N. 15 Cantonal lawyers' law after the BGFA. The cantons have responded differently to the federal requirements: Zurich expressly limits the lawyers' monopoly in summary offence proceedings to professional defence (§ 11 para. 3 AnwG/ZH), while St. Gallen provides for no corresponding exception and therefore proceeds on the basis that the monopoly applies in full (BGE 147 IV 379 E. 1.6.3 f.). Bern has refrained from admitting patent holders without registration (Art. 3 para. 2 BGFA) (judgment 5A_461/2012 E. 3.3). This federal diversity is in principle intended by the BGFA, but may lead to unexpected results for those seeking legal advice.
N. 16 Distinction between professional and personal requirements. According to the Dispatch and the Federal Supreme Court's case law, cantons may, on the basis of Art. 3 para. 1 BGFA, only determine the professional requirements for acquiring the patent; the personal requirements (Art. 8 BGFA) are conclusively regulated by the BGFA and may not be extended by cantonal law (Valloni/Steinegger, Bundesgesetz über die Freizügigkeit der Anwältinnen und Anwälte, 2002, p. 46; BGE 130 II 87 E. 5.1 in conjunction with E. 8.2). Art. 36 BGFA (transitional provision) may exempt from professional, but not from personal, requirements; personal deficiencies cannot therefore be remedied under transitional law (BGE 130 II 87 E. 8.2).
#6. Practical Notes
N. 17 Lawyers who are entered in a cantonal register are generally not required to furnish formal proof of their registration when appearing before a court in another canton. In case of doubt, the judicial authority may consult the register of the canton of origin (BBl 1999 6013, 6033). Lawyers without registration should, before appearing for the first time, verify whether the canton concerned has availed itself of the authorisation under Art. 3 para. 2 BGFA.
N. 18 When training trainees, lawyers must observe the cantonal requirements for admission as a supervising lawyer. Where a cantonal law requires a certain period of practice, this must comply with the proportionality requirement; a rigid requirement of exclusively cantonal practice is contrary to federal law (BGE 134 II 329 E. 6.2.3). Nater (in: Fellmann/Zindel [eds.], Kommentar zum Anwaltsgesetz, 2nd ed. 2011, N. 3 on Art. 3 BGFA) recommends that the relationship to the BGBM always be taken into account when designing cantonal training regulations.
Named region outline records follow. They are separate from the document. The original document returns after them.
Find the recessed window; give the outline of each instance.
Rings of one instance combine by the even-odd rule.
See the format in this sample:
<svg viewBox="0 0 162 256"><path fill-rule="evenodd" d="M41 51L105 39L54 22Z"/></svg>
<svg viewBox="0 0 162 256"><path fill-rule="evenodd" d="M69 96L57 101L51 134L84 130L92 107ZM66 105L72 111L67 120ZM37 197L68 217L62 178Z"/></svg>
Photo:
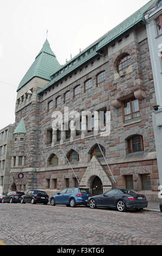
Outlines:
<svg viewBox="0 0 162 256"><path fill-rule="evenodd" d="M116 65L117 72L119 74L125 72L130 65L130 56L129 54L125 54L120 57Z"/></svg>
<svg viewBox="0 0 162 256"><path fill-rule="evenodd" d="M156 26L157 29L158 35L161 35L162 33L162 15L161 14L156 20Z"/></svg>
<svg viewBox="0 0 162 256"><path fill-rule="evenodd" d="M142 174L142 190L151 190L150 174Z"/></svg>
<svg viewBox="0 0 162 256"><path fill-rule="evenodd" d="M56 155L52 155L48 160L49 166L57 166L58 164L58 158Z"/></svg>
<svg viewBox="0 0 162 256"><path fill-rule="evenodd" d="M92 89L92 78L89 79L84 83L84 92L91 92Z"/></svg>
<svg viewBox="0 0 162 256"><path fill-rule="evenodd" d="M103 71L97 76L97 86L103 86L106 80L106 72Z"/></svg>
<svg viewBox="0 0 162 256"><path fill-rule="evenodd" d="M134 153L144 150L143 137L135 135L130 137L127 141L128 153Z"/></svg>
<svg viewBox="0 0 162 256"><path fill-rule="evenodd" d="M70 91L68 91L64 94L64 102L65 103L69 103L70 101Z"/></svg>
<svg viewBox="0 0 162 256"><path fill-rule="evenodd" d="M101 148L102 153L103 154L103 155L105 156L105 149L104 147L102 146L101 145L99 145L99 147ZM103 157L103 154L102 152L98 145L96 145L91 150L91 159L92 159L93 156L96 156L97 158Z"/></svg>
<svg viewBox="0 0 162 256"><path fill-rule="evenodd" d="M49 110L52 109L53 108L53 100L51 100L48 103L48 111Z"/></svg>
<svg viewBox="0 0 162 256"><path fill-rule="evenodd" d="M77 99L80 96L81 92L80 85L76 86L74 89L74 98Z"/></svg>
<svg viewBox="0 0 162 256"><path fill-rule="evenodd" d="M78 162L79 161L79 154L74 150L70 152L67 157L69 162Z"/></svg>
<svg viewBox="0 0 162 256"><path fill-rule="evenodd" d="M139 103L136 99L123 102L124 121L140 117Z"/></svg>
<svg viewBox="0 0 162 256"><path fill-rule="evenodd" d="M56 106L56 107L61 107L61 96L59 96L58 97L56 98L56 100L55 100L55 106Z"/></svg>

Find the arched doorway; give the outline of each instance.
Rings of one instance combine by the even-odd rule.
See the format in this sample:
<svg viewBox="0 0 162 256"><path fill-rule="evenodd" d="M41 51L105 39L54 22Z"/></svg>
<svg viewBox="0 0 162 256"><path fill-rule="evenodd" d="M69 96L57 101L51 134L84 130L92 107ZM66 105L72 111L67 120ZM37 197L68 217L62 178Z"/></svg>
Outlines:
<svg viewBox="0 0 162 256"><path fill-rule="evenodd" d="M103 185L101 179L96 176L92 181L92 194L94 196L103 194Z"/></svg>
<svg viewBox="0 0 162 256"><path fill-rule="evenodd" d="M16 186L15 183L13 183L11 185L11 191L16 191Z"/></svg>

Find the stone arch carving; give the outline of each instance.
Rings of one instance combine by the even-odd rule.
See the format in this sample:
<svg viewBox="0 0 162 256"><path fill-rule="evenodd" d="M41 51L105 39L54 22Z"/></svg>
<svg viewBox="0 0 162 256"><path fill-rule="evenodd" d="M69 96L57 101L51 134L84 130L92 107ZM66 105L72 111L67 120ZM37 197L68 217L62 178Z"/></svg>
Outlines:
<svg viewBox="0 0 162 256"><path fill-rule="evenodd" d="M93 156L82 177L79 186L90 189L92 180L96 176L102 182L104 193L112 188L113 185L108 173L105 171L97 157Z"/></svg>

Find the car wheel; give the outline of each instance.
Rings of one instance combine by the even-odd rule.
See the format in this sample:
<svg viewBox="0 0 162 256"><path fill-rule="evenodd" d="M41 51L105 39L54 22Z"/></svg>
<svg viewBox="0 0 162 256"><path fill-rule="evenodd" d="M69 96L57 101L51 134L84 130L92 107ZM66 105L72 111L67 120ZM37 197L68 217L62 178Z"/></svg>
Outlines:
<svg viewBox="0 0 162 256"><path fill-rule="evenodd" d="M89 202L89 206L91 209L96 208L96 203L95 199L91 199Z"/></svg>
<svg viewBox="0 0 162 256"><path fill-rule="evenodd" d="M32 203L32 204L36 204L34 198L32 198L32 199L31 200L31 203Z"/></svg>
<svg viewBox="0 0 162 256"><path fill-rule="evenodd" d="M76 204L75 199L74 199L74 198L72 198L72 199L70 200L70 207L72 207L72 208L76 207Z"/></svg>
<svg viewBox="0 0 162 256"><path fill-rule="evenodd" d="M117 209L119 211L124 212L126 211L126 205L123 201L120 200L117 203Z"/></svg>
<svg viewBox="0 0 162 256"><path fill-rule="evenodd" d="M26 203L24 202L23 198L21 198L21 201L20 201L20 203L21 203L21 204L25 204L25 203Z"/></svg>
<svg viewBox="0 0 162 256"><path fill-rule="evenodd" d="M55 200L54 198L52 198L50 203L52 206L54 206L55 205Z"/></svg>

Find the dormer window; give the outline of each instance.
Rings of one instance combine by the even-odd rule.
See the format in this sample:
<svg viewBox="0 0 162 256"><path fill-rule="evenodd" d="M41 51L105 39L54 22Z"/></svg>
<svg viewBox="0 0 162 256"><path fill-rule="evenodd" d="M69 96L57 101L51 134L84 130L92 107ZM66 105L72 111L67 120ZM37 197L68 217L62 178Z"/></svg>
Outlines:
<svg viewBox="0 0 162 256"><path fill-rule="evenodd" d="M156 20L156 26L157 29L158 35L160 35L162 33L162 15L161 14Z"/></svg>

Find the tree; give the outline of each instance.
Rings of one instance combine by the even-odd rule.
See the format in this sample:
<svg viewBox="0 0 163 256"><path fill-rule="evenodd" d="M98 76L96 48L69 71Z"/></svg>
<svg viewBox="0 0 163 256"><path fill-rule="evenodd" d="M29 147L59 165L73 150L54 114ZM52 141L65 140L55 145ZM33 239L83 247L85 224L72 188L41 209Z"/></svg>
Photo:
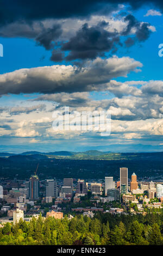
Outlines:
<svg viewBox="0 0 163 256"><path fill-rule="evenodd" d="M141 239L143 228L137 221L134 221L129 229L129 240L132 243L138 244Z"/></svg>
<svg viewBox="0 0 163 256"><path fill-rule="evenodd" d="M159 227L157 223L154 223L149 230L148 240L151 245L162 245L162 237Z"/></svg>
<svg viewBox="0 0 163 256"><path fill-rule="evenodd" d="M57 230L52 231L51 245L57 245Z"/></svg>
<svg viewBox="0 0 163 256"><path fill-rule="evenodd" d="M4 225L2 230L2 233L3 235L9 235L11 232L11 225L7 222Z"/></svg>
<svg viewBox="0 0 163 256"><path fill-rule="evenodd" d="M87 236L84 241L85 245L94 245L93 239L90 236Z"/></svg>

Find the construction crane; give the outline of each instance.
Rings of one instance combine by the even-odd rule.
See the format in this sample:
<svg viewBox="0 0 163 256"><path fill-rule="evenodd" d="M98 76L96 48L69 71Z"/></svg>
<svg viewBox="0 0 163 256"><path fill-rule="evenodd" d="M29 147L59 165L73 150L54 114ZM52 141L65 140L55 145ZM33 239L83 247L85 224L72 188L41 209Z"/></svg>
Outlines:
<svg viewBox="0 0 163 256"><path fill-rule="evenodd" d="M38 169L39 165L39 163L38 163L36 169L36 171L34 173L35 175L36 175L36 173L37 173L37 169Z"/></svg>

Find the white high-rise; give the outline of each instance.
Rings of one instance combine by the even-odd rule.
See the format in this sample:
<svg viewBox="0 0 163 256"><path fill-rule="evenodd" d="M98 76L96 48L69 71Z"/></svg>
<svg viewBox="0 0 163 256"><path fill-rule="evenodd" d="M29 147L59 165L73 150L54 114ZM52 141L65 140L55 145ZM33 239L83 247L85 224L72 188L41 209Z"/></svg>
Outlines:
<svg viewBox="0 0 163 256"><path fill-rule="evenodd" d="M107 196L108 190L114 188L113 177L105 177L105 195Z"/></svg>
<svg viewBox="0 0 163 256"><path fill-rule="evenodd" d="M14 225L16 223L18 223L21 218L23 221L24 212L23 210L17 208L15 211L13 211L13 223L14 224Z"/></svg>
<svg viewBox="0 0 163 256"><path fill-rule="evenodd" d="M57 197L57 182L54 180L47 180L46 182L46 197Z"/></svg>
<svg viewBox="0 0 163 256"><path fill-rule="evenodd" d="M163 185L161 184L157 184L156 185L156 197L158 198L160 198L163 197Z"/></svg>

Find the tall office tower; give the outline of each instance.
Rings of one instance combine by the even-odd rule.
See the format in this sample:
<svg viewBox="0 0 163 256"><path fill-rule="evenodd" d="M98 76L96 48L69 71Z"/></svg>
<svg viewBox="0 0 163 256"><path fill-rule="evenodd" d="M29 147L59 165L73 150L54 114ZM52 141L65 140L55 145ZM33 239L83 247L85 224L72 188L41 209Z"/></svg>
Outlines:
<svg viewBox="0 0 163 256"><path fill-rule="evenodd" d="M14 225L18 223L20 218L24 220L24 212L22 210L16 208L16 210L13 211L13 223Z"/></svg>
<svg viewBox="0 0 163 256"><path fill-rule="evenodd" d="M26 181L25 182L25 188L27 190L26 198L29 198L29 181Z"/></svg>
<svg viewBox="0 0 163 256"><path fill-rule="evenodd" d="M137 190L137 176L135 173L133 173L131 175L131 181L130 182L130 191L132 191L133 190Z"/></svg>
<svg viewBox="0 0 163 256"><path fill-rule="evenodd" d="M120 190L121 185L126 185L127 192L128 191L128 168L120 168Z"/></svg>
<svg viewBox="0 0 163 256"><path fill-rule="evenodd" d="M46 197L57 197L57 181L55 180L46 180Z"/></svg>
<svg viewBox="0 0 163 256"><path fill-rule="evenodd" d="M119 188L120 187L120 181L118 180L118 181L117 181L116 183L117 183L116 184L116 188Z"/></svg>
<svg viewBox="0 0 163 256"><path fill-rule="evenodd" d="M86 195L87 192L87 188L84 180L78 180L78 185L76 187L76 194L79 195Z"/></svg>
<svg viewBox="0 0 163 256"><path fill-rule="evenodd" d="M64 179L64 187L73 187L73 179L72 178L65 178Z"/></svg>
<svg viewBox="0 0 163 256"><path fill-rule="evenodd" d="M29 181L29 197L30 199L39 198L39 179L36 175L32 175Z"/></svg>
<svg viewBox="0 0 163 256"><path fill-rule="evenodd" d="M101 183L91 183L91 191L92 194L100 194L101 192Z"/></svg>
<svg viewBox="0 0 163 256"><path fill-rule="evenodd" d="M111 197L114 200L120 200L120 190L118 188L109 188L108 190L107 196Z"/></svg>
<svg viewBox="0 0 163 256"><path fill-rule="evenodd" d="M114 188L113 177L105 177L105 195L107 196L108 190Z"/></svg>
<svg viewBox="0 0 163 256"><path fill-rule="evenodd" d="M120 191L121 194L126 194L127 192L127 185L126 184L121 184L121 191Z"/></svg>
<svg viewBox="0 0 163 256"><path fill-rule="evenodd" d="M163 185L157 184L156 185L156 197L158 198L161 198L163 197Z"/></svg>
<svg viewBox="0 0 163 256"><path fill-rule="evenodd" d="M153 190L148 190L148 198L154 199L155 192Z"/></svg>
<svg viewBox="0 0 163 256"><path fill-rule="evenodd" d="M155 188L154 183L152 181L149 182L148 186L149 186L149 190L152 190L153 188Z"/></svg>
<svg viewBox="0 0 163 256"><path fill-rule="evenodd" d="M62 194L64 193L65 193L66 194L72 194L72 188L70 186L65 186L61 187L61 192Z"/></svg>

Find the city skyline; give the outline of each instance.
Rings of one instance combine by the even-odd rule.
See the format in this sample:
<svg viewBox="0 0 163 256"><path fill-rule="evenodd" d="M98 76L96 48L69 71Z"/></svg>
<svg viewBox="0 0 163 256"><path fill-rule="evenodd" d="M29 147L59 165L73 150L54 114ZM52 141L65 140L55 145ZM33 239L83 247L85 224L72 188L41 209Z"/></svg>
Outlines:
<svg viewBox="0 0 163 256"><path fill-rule="evenodd" d="M2 4L0 152L163 150L161 2L89 2ZM65 106L109 111L111 135L54 131Z"/></svg>

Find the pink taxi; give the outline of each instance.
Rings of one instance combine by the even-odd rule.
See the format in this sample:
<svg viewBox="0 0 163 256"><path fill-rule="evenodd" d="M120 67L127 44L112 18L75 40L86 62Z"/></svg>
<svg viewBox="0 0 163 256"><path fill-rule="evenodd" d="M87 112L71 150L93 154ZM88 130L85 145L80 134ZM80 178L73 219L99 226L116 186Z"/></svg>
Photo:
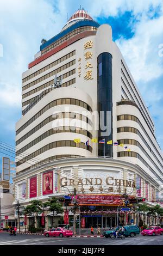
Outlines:
<svg viewBox="0 0 163 256"><path fill-rule="evenodd" d="M162 235L163 229L160 227L150 226L144 229L141 233L142 235Z"/></svg>

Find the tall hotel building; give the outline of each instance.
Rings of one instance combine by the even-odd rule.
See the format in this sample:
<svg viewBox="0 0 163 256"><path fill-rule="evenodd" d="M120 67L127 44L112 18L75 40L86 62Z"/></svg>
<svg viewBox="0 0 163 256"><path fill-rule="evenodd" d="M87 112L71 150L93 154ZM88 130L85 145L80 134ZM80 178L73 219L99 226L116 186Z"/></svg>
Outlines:
<svg viewBox="0 0 163 256"><path fill-rule="evenodd" d="M124 194L162 206L163 159L154 123L111 27L79 10L43 42L22 74L14 179L21 207L76 188L82 227L90 228L116 225ZM97 117L103 113L106 132ZM47 228L52 213L46 210ZM140 217L133 206L128 215L120 211L119 223L138 224Z"/></svg>

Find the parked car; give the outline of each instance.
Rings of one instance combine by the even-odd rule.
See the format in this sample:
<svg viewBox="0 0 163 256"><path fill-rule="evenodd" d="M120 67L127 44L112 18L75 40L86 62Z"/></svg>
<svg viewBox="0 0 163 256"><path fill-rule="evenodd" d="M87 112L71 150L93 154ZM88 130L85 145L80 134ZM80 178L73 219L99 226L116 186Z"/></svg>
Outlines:
<svg viewBox="0 0 163 256"><path fill-rule="evenodd" d="M73 232L72 230L69 230L62 228L52 228L49 231L47 231L44 233L43 235L47 237L49 236L59 236L62 237L63 236L72 236Z"/></svg>
<svg viewBox="0 0 163 256"><path fill-rule="evenodd" d="M124 226L124 235L127 237L130 236L131 237L134 237L136 235L140 234L140 228L137 225L131 225L128 226ZM116 227L114 229L109 229L109 230L106 230L104 231L103 235L106 238L110 237L111 234L114 231L116 231L118 229L118 227Z"/></svg>
<svg viewBox="0 0 163 256"><path fill-rule="evenodd" d="M124 235L127 237L130 236L131 237L134 237L136 235L140 234L140 228L137 225L130 225L124 226Z"/></svg>
<svg viewBox="0 0 163 256"><path fill-rule="evenodd" d="M163 229L160 227L150 226L148 227L146 229L143 229L141 234L145 235L162 235Z"/></svg>

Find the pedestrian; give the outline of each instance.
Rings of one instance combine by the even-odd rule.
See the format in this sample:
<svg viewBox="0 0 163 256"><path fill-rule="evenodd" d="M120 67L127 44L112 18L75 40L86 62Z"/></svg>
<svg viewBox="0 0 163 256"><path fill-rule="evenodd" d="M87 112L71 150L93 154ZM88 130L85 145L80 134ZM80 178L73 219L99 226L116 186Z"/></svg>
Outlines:
<svg viewBox="0 0 163 256"><path fill-rule="evenodd" d="M100 235L100 227L98 227L97 229L97 234L98 235Z"/></svg>
<svg viewBox="0 0 163 256"><path fill-rule="evenodd" d="M93 228L92 226L91 227L91 235L94 235Z"/></svg>

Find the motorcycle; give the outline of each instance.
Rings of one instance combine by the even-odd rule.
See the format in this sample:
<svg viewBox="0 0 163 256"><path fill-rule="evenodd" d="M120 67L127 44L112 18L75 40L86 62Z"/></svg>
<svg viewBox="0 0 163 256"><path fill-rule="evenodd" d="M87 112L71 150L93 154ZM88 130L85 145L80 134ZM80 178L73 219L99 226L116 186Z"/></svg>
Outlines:
<svg viewBox="0 0 163 256"><path fill-rule="evenodd" d="M116 231L114 231L112 234L111 234L110 236L111 239L115 239L116 238L121 238L121 239L125 239L125 235L123 232L119 232L117 236Z"/></svg>
<svg viewBox="0 0 163 256"><path fill-rule="evenodd" d="M16 235L17 234L17 232L16 232L14 230L12 230L12 231L10 231L10 235Z"/></svg>

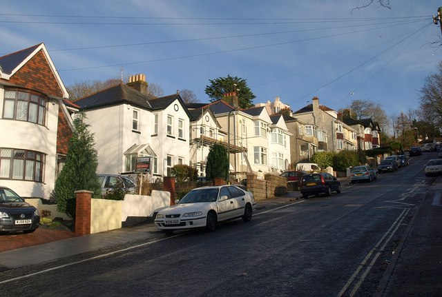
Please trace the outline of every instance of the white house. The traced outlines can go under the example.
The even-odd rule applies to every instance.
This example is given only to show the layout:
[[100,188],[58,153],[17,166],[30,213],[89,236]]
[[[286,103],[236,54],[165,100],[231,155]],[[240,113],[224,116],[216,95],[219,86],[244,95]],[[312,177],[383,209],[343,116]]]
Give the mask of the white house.
[[98,173],[131,174],[139,157],[151,158],[152,181],[189,163],[190,114],[178,94],[147,94],[143,74],[76,101],[87,116],[98,152]]
[[0,57],[0,184],[48,199],[77,106],[44,43]]

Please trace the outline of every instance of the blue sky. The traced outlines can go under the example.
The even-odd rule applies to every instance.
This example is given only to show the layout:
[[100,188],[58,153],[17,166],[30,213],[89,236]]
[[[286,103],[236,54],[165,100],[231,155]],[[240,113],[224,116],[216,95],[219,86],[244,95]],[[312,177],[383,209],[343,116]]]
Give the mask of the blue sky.
[[200,102],[209,79],[245,79],[254,103],[296,110],[313,96],[338,110],[354,99],[389,116],[419,107],[442,50],[440,1],[5,1],[0,54],[44,42],[66,86],[144,73],[164,94]]

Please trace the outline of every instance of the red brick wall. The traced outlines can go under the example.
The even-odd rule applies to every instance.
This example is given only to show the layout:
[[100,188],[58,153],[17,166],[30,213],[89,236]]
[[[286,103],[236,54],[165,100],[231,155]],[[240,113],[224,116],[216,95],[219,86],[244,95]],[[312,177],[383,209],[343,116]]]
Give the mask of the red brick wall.
[[64,116],[61,107],[58,109],[58,127],[57,128],[57,152],[68,154],[68,145],[72,136],[72,130]]
[[63,91],[42,50],[37,52],[11,76],[9,82],[22,88],[41,92],[50,96],[64,96]]

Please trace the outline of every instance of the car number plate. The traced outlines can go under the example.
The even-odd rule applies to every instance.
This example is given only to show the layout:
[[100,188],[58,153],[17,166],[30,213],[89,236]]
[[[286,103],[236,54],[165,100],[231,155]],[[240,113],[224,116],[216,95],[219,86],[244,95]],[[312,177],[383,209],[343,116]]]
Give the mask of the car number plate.
[[30,224],[32,220],[15,220],[15,225]]
[[180,220],[166,220],[164,225],[176,225],[180,223]]

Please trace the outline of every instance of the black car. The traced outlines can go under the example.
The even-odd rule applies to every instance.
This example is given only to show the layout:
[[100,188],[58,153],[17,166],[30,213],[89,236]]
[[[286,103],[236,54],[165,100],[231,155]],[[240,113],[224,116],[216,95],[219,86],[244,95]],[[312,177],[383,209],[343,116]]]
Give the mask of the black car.
[[39,227],[40,215],[12,190],[0,187],[0,232],[31,233]]
[[303,175],[299,186],[300,192],[304,198],[321,193],[324,193],[327,196],[332,195],[332,192],[340,193],[339,181],[335,176],[326,172]]
[[422,151],[421,150],[421,147],[411,147],[410,148],[410,156],[421,156],[422,154]]
[[378,166],[378,172],[394,172],[398,170],[398,163],[394,160],[384,160]]

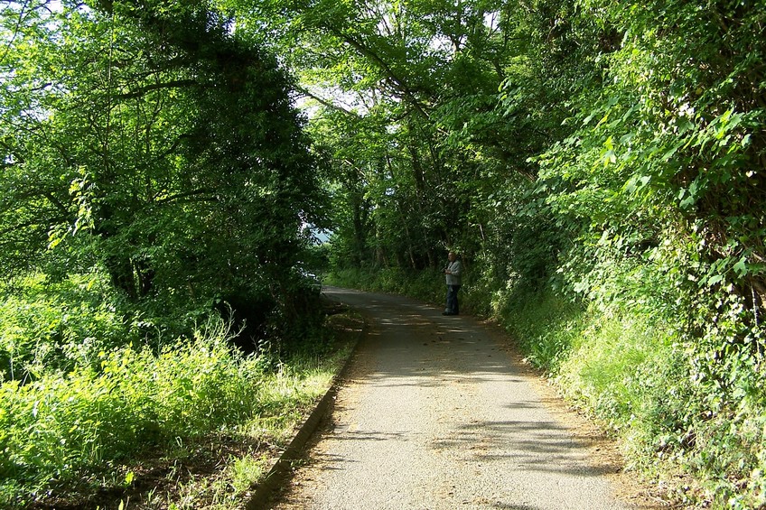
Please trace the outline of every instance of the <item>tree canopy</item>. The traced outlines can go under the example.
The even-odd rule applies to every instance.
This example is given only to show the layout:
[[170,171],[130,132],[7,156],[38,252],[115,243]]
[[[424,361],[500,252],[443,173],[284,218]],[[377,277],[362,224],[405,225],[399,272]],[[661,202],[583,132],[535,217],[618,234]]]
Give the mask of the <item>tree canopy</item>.
[[98,273],[178,329],[236,301],[263,338],[306,332],[312,228],[335,272],[457,251],[476,312],[597,318],[532,338],[560,380],[640,324],[576,396],[763,504],[762,0],[2,4],[12,280]]

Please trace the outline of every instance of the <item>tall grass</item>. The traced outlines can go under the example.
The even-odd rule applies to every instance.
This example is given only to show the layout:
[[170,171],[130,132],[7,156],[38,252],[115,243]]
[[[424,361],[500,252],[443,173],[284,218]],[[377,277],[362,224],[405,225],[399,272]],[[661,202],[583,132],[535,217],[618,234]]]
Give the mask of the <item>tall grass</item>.
[[278,440],[334,368],[308,361],[265,370],[270,363],[231,348],[220,320],[159,354],[123,347],[99,360],[98,369],[0,386],[0,506],[226,430]]

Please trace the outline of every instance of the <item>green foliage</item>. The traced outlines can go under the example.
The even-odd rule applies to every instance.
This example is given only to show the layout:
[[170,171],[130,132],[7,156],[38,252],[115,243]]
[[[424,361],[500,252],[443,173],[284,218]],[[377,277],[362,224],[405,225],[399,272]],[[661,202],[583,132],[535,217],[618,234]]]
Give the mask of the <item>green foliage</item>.
[[334,271],[409,292],[403,268],[458,250],[471,309],[507,324],[634,465],[693,475],[688,501],[761,506],[766,5],[515,7],[392,6],[417,34],[408,54],[396,31],[317,25],[357,50],[333,72],[390,79],[354,88],[375,107],[353,129],[317,132],[337,169],[361,162],[336,175]]
[[4,291],[2,379],[26,381],[75,367],[97,368],[100,351],[138,339],[117,310],[118,296],[98,274],[56,283],[30,276]]
[[4,383],[0,501],[23,505],[224,431],[263,430],[283,440],[332,370],[296,358],[267,371],[266,359],[232,350],[228,335],[221,321],[210,322],[159,353],[117,348],[99,353],[98,370]]

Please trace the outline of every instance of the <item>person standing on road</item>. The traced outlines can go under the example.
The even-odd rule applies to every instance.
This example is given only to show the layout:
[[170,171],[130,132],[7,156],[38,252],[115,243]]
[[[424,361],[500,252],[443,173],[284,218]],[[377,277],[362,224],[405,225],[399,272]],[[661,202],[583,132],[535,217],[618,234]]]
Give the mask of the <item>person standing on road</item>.
[[447,255],[447,265],[444,273],[447,279],[447,304],[442,315],[457,315],[460,308],[457,302],[457,292],[460,290],[460,275],[462,273],[462,265],[457,259],[457,254],[450,252]]

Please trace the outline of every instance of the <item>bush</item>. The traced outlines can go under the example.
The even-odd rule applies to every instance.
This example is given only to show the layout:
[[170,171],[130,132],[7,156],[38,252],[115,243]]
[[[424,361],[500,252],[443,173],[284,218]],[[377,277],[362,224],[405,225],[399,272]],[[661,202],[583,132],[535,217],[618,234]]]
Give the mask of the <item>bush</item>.
[[258,359],[235,354],[221,323],[159,356],[125,347],[99,358],[100,371],[79,367],[65,377],[2,385],[6,486],[12,480],[33,492],[77,479],[145,449],[245,421],[265,405],[256,397]]

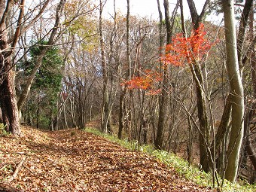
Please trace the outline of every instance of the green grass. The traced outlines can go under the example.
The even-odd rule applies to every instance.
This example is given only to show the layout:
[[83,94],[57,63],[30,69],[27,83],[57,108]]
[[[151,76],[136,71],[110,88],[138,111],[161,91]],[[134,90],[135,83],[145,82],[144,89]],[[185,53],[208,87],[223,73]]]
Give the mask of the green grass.
[[[159,160],[166,164],[167,166],[172,166],[176,172],[187,178],[200,186],[212,187],[212,174],[206,173],[200,171],[197,167],[190,166],[189,166],[188,162],[184,159],[178,157],[177,155],[168,153],[164,151],[155,150],[152,145],[142,145],[138,146],[136,141],[128,142],[127,140],[118,139],[115,136],[111,136],[102,133],[98,130],[87,127],[86,132],[91,133],[96,136],[102,136],[109,141],[117,143],[124,148],[131,151],[139,151],[151,156],[154,156]],[[222,181],[219,179],[219,182]],[[217,184],[215,184],[215,187]],[[255,192],[256,186],[250,184],[239,185],[238,184],[232,184],[227,181],[224,181],[224,185],[221,188],[223,192]]]

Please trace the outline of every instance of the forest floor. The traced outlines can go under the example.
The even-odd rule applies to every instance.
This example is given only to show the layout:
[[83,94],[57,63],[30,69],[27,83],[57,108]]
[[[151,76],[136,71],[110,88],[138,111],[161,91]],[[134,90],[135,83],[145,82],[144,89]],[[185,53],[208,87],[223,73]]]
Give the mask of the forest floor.
[[23,137],[0,137],[0,191],[212,191],[92,133],[22,131]]

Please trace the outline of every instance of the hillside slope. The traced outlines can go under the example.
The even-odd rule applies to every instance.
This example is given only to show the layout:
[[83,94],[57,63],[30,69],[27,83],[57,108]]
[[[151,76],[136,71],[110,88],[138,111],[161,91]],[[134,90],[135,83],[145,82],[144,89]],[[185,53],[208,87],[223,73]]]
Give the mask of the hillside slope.
[[[212,191],[151,157],[91,133],[29,127],[23,133],[0,137],[0,191],[5,184],[21,191]],[[6,182],[16,169],[17,177]]]

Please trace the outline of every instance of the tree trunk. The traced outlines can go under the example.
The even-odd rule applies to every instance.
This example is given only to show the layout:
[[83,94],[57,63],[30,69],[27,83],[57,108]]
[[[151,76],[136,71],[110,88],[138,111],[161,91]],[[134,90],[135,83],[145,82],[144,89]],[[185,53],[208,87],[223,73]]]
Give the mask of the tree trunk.
[[102,11],[104,5],[102,0],[99,1],[99,30],[100,35],[100,50],[102,59],[102,68],[103,75],[103,100],[102,106],[102,120],[101,129],[103,133],[111,133],[111,127],[110,123],[110,105],[109,105],[109,94],[108,90],[108,75],[107,69],[107,63],[105,55],[104,41],[103,41],[103,31],[102,31]]
[[232,102],[232,128],[227,150],[225,178],[234,182],[237,175],[244,132],[244,96],[236,50],[234,2],[233,0],[223,0],[222,3],[225,26],[227,70],[230,80]]
[[[8,44],[8,32],[5,18],[11,7],[12,1],[8,1],[6,5],[5,4],[6,1],[0,1],[0,16],[2,16],[0,23],[0,104],[6,129],[14,135],[20,136],[21,132],[15,93],[15,72],[13,71],[11,63],[13,50],[10,49]],[[17,32],[17,35],[19,35],[19,31]],[[14,38],[15,41],[17,38]],[[15,44],[14,43],[13,45],[14,46]]]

N. 19 In criminal proceedings, the lawyers' monopoly under Art. 127 para. 5 CrimPC has been the governing rule for defence since the entry into force of the CrimPC (2011); Art. 3 para. 2 BGFA is now only relevant in summary offence proceedings, provided the canton concerned has enacted a sufficiently clear exception rule (BGE 147 IV 379 E. 1.6.3). In civil matters, the right of audience is governed by Art. 68 CPC in conjunction with Art. 4 BGFA or Art. 3 para. 2 BGFA respectively; a submission signed by an unregistered lawyer in the absence of a cantonal exception rule is to be treated as defective (judgment 5A_461/2012 E. 3.4).
N. 20 For cantonal legislators revising lawyers' acts, an explicit regulation of the exceptions under Art. 3 para. 2 BGFA is advisable. The Federal Supreme Court has made clear that the absence of a sufficiently clear provision for non-professional defence in summary offence proceedings results in the general lawyers' monopoly applying (BGE 147 IV 379 E. 1.6.3, with reference to § 11 para. 3 AnwG/ZH as an example of a sufficiently clear cantonal provision).